Bolsas sobem com notícias sobre a Grécia

As principais bolsas de valores mundiais sobem nesta terça-feira, com a liberação de recursos para a Grécia e alívio nas condições dos empréstimos feitos ao país. Por aqui, a bolsa brasileira acompanha o ritmo e avança.

Enquanto isso, na Ásia, os resultados negativos de empresas e as preocupações com o crescimento de longo prazo da China desanimaram investidores e as bolsas chinesas fecharam novamente em queda, acumulando uma baixa próxima de 9% ao ano. Em contrapartida, a Bolsa de Tóquio encerrou a sessão de terça-feira em leve alta de 0,37%, depois do anúncio de acordo sobre a dívida da Grécia. O índice Nikkei ganhou 34,36 pontos, a 9.423,30 unidades.

No mesmo sentido, as principais bolsas europeias operam em valorização. Há pouco, o CAC-40, de Paris, registrava ganhos de 0,26%, aos 3.510 pontos. E o DAX, de Frankfurt, valorizava 0,63%, aos 7.338 pontos. E o índice FTSE-100, de Londres, apresentava alta de 0,47% aos 5.813 pontos.

Por lá, os ministros das finanças da Área do Euro e o FMI chegaram a um acordo sobre a sustentabilidade da trajetória da dívida grega. A decisão formal sobre a liberação só será feita em 13 de dezembro.

Na agenda do Velho Continente foi divulgado que a economia britânica cresceu 1% no terceiro trimestre em relação ao anterior, anunciou o Escritório Nacional de Estatísticas (ONS), confirmando sua primeira estimativa. Este crescimento do Produto Interno Bruto (PIB), o maior registrado pela economia britânica em cinco anos permitiu ao Reino Unido sair oficialmente de três trimestres de recessão.

Mas, por outro lado trazendo certa cautela aos investidores, a Organização para a Cooperação e o Desenvolvimento Econômico (OCDE) revisou em baixa suas previsões de crescimento na maioria das grandes economias, como Estados Unidos, Eurozona, Japão e Grã-Bretanha, colocando em evidência a fragilidade da economia mundial. Com isso, na Eurozona, espera-se uma recessão de 0,3% em 2012, contra o 0,1% previsto em maio.

Em Wall Street, o indicador futuro das bolsas norte-americanas aponta para uma abertura em direções opostas. Mas, investidores aguardam dados da agenda local.

Por aqui, a bolsa brasileira, sobe em linha com o mercado europeu. Há pouco, o Ibovespa, subia 1,12%.

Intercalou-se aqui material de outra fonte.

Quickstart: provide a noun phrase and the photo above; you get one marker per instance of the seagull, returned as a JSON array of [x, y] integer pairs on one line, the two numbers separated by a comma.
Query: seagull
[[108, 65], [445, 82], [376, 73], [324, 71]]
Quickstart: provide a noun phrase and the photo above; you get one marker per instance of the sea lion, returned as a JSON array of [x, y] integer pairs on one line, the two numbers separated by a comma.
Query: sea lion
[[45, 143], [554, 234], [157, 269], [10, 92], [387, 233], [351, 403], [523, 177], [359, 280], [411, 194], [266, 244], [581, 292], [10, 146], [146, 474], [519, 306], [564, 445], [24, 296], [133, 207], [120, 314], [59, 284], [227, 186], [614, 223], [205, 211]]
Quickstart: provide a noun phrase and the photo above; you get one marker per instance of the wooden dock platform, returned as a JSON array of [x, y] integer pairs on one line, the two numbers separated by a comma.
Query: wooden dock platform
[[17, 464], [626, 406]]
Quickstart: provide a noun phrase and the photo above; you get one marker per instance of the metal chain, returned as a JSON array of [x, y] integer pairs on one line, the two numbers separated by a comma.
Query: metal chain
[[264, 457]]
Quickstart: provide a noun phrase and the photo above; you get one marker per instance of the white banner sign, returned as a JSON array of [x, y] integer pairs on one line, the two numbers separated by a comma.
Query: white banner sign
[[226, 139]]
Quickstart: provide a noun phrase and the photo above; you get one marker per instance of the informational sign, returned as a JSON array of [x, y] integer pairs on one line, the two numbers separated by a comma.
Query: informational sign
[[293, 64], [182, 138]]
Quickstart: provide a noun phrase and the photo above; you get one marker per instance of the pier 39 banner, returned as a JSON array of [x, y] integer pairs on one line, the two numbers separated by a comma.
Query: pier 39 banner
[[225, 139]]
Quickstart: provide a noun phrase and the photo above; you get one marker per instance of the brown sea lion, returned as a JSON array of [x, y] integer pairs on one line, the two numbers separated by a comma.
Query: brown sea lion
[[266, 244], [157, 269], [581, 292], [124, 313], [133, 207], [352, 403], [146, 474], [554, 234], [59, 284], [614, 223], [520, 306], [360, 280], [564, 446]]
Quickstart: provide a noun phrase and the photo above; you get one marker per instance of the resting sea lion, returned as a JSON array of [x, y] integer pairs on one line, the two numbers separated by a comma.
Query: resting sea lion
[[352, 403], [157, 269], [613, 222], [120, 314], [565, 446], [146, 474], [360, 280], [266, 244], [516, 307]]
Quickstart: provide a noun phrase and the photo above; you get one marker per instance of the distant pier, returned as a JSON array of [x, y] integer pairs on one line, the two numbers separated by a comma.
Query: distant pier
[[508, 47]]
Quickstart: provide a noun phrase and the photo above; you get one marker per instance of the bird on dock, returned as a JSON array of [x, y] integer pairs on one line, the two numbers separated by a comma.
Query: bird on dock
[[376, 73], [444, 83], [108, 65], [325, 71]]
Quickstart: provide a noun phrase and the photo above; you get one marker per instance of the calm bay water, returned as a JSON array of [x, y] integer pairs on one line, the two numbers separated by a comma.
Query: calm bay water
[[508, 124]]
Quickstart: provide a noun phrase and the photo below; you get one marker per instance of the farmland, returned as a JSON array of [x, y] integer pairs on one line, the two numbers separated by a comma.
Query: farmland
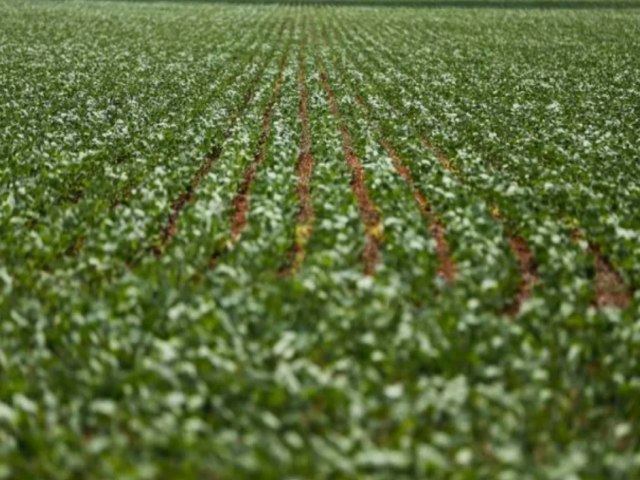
[[352, 239]]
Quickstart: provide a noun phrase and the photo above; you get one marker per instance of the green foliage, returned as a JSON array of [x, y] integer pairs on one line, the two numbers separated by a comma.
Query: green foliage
[[125, 357]]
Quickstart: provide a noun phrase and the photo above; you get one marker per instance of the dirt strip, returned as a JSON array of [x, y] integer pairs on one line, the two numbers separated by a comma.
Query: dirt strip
[[446, 265], [241, 201], [368, 211], [304, 170], [610, 289], [170, 228], [527, 267], [528, 273]]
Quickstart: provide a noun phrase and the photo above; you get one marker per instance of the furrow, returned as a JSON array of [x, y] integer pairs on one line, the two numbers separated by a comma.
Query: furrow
[[241, 201], [368, 210], [446, 265], [304, 171], [170, 228], [527, 267]]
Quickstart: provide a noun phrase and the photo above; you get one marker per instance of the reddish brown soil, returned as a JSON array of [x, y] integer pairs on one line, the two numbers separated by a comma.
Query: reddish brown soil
[[610, 289], [242, 199], [304, 170], [368, 211], [447, 267], [170, 228], [528, 273]]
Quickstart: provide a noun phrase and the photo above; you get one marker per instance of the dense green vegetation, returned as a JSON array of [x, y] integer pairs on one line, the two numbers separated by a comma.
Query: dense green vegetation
[[364, 240]]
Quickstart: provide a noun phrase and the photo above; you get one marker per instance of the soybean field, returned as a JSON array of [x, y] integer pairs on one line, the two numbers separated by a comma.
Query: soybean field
[[386, 239]]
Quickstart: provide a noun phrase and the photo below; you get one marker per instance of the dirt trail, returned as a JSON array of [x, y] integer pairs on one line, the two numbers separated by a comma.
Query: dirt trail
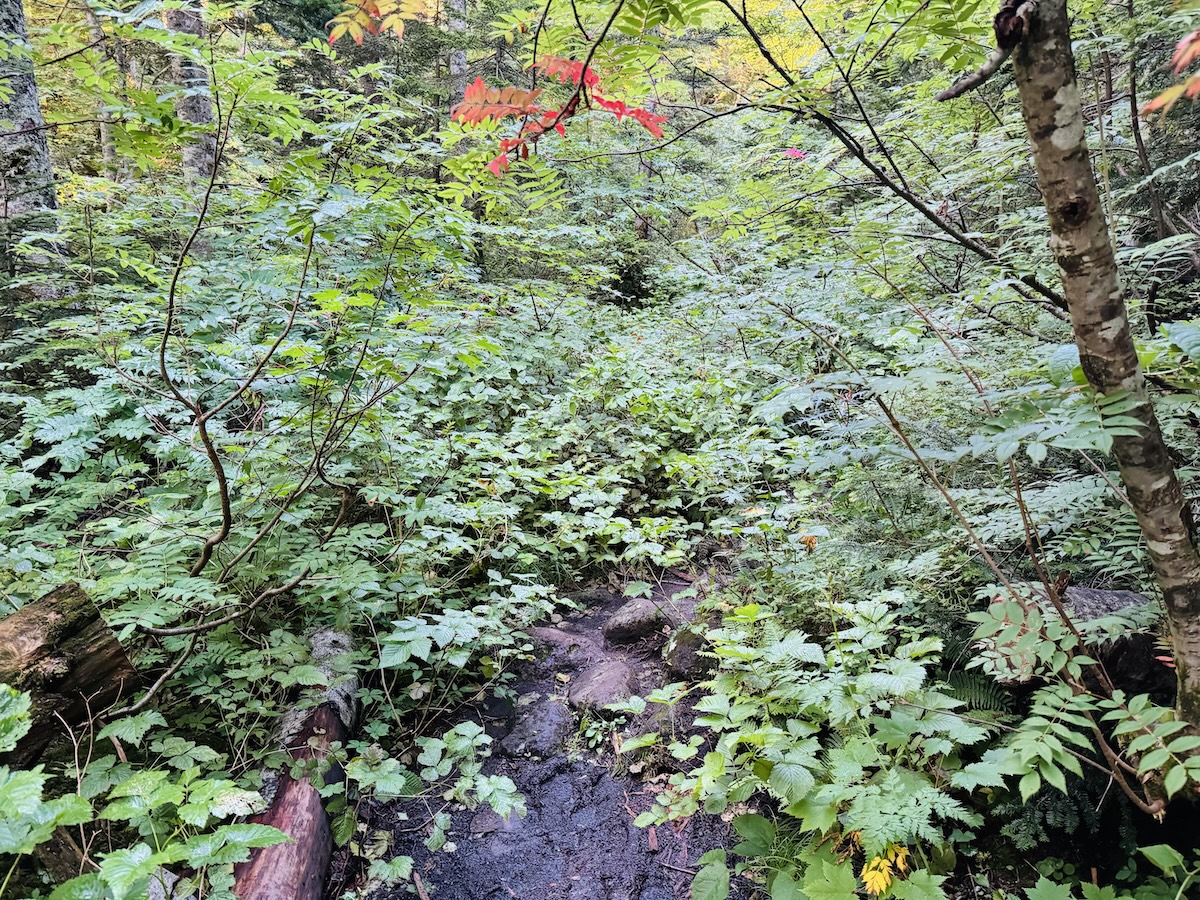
[[577, 841]]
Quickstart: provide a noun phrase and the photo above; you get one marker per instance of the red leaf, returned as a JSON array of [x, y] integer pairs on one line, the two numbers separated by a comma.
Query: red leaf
[[648, 120], [568, 70], [501, 163], [480, 102]]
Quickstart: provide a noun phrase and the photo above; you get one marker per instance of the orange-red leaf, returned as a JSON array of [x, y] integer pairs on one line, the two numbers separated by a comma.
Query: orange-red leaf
[[568, 70], [480, 102], [499, 165]]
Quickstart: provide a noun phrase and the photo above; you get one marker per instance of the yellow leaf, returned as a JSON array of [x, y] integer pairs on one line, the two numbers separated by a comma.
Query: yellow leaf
[[877, 876]]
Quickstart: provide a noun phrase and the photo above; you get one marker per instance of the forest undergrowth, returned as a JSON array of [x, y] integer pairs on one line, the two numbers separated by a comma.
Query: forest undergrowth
[[411, 378]]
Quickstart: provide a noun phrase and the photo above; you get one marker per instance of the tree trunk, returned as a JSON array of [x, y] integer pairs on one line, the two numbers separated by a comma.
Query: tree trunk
[[195, 106], [27, 178], [456, 21], [61, 652], [1050, 102], [107, 145], [297, 870]]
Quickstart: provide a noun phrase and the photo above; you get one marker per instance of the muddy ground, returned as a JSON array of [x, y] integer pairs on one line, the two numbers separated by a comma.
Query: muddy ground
[[577, 840]]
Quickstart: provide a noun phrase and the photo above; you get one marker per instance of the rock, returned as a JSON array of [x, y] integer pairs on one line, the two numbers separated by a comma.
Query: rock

Abrindo a agenda de indicadores brasileiros, o Índice de Preços ao Consumidor (IPC), medido pela Fundação Instituto de Pesquisas Econômicas (Fipe), na cidade de São Paulo, registrou queda e ficou em 0,64% na terceira prévia de novembro, ante 0,70% registrados na semana anterior.

Além disso, o Índice de Confiança da Indústria (ICI) da Fundação Getulio Vargas recuou 0,8% entre outubro e novembro, ao passar de 106,0 para 105,2 pontos, praticamente convergindo ao nível da média histórica recente, de 105,1 pontos.

Na renda fixa, os juros futuros operam em alta. Instantes atrás, o contrato de depósito interfinanceiro, com vencimento em janeiro de 2014, o mais negociado, apresentava taxa anual de 7,30%.

Em sentido oposto, o dólar opera com perdas de 0,53% vendido a R$ 2,072.